We frequently test the performance of services under high CPU usage, for example. We begin by orchestrating and scheduling experiments. Following that, we run experiments and monitor the performance of related services. Multiple monitoring metrics, such as QPS, latency, response success, are immediately visible through the operation platform. The platform then generates reports for us to review, so we can check whether these experiments met our expectations.
The following are a few examples of how we use chaos engineering in our DevOps workflow.
There is no need to shut down the entire system to see if our games are still available to players. Sometimes we only want to inject faults, say, network latency, into a single game account, and observe how it responds. We are now able to achieve this finer granularity by hijacking traffic and running experiments at the gateway.
Understandably, our team members grew bored of regular chaos experiments. After all, it’s something like telling your left hand to fight against your right hand. Here at IEG, we integrate a testing practice called red teaming into chaos engineering to ensure that our system resiliency improves in an organic way. Red teaming is similar to penetration testing, but more targeted. It requires a group of testers to emulate real-world attacks from an outsider’s perspective. If I were in charge of IT operations, I would simulate faults to specific services, and check to see whether my developer colleges were doing a good job. If I found any potential faults, well, be prepared for some “hard talk.” On the other hand, developers would actively perform chaos experiments and make sure no risk was left behind to avoid being blamed.

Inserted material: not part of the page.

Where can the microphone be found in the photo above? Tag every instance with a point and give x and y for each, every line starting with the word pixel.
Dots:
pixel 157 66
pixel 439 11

It’s important to manage dependencies for microservices. In our case, non-core services cannot be the bottleneck for core services. Fortunately, with chaos engineering, we can run dependency analysis simply by injecting faults into called services and observing how badly the main service is affected. Based on the results, we can optimize the service calling chain in a specific scenario.
We are also exploring AI bots to help us detect and diagnose faults. As services become more complex, the likelihood of failure increases. Our goal is to train a fault detection model through large-scale chaos experiments in production or other controlled environments.
Currently, on average, more than 50 people run chaos experiments each week, running more than 150 tests, and detecting more than 100 problems in total.
Gone are the days when performing fault injection requires a handwritten script, which can be a tough thing to do for those who are unfamiliar with it. The benefits of combining chaos engineering with DevOps practices are obvious: within a few minutes, you can orchestrate various fault types by simply dragging and dropping, execute them with a single click, and monitor the results in real-time—all in one platform.
Thanks to full-featured chaos engineering tools and streamlined DevOps processes, we estimate that the efficiency of fault injection and chaos-based optimization at IEG has been improved at least by 10 times in the last six months. If you were unsure about implementing chaos engineering in your business, I hope our experience can be of some help.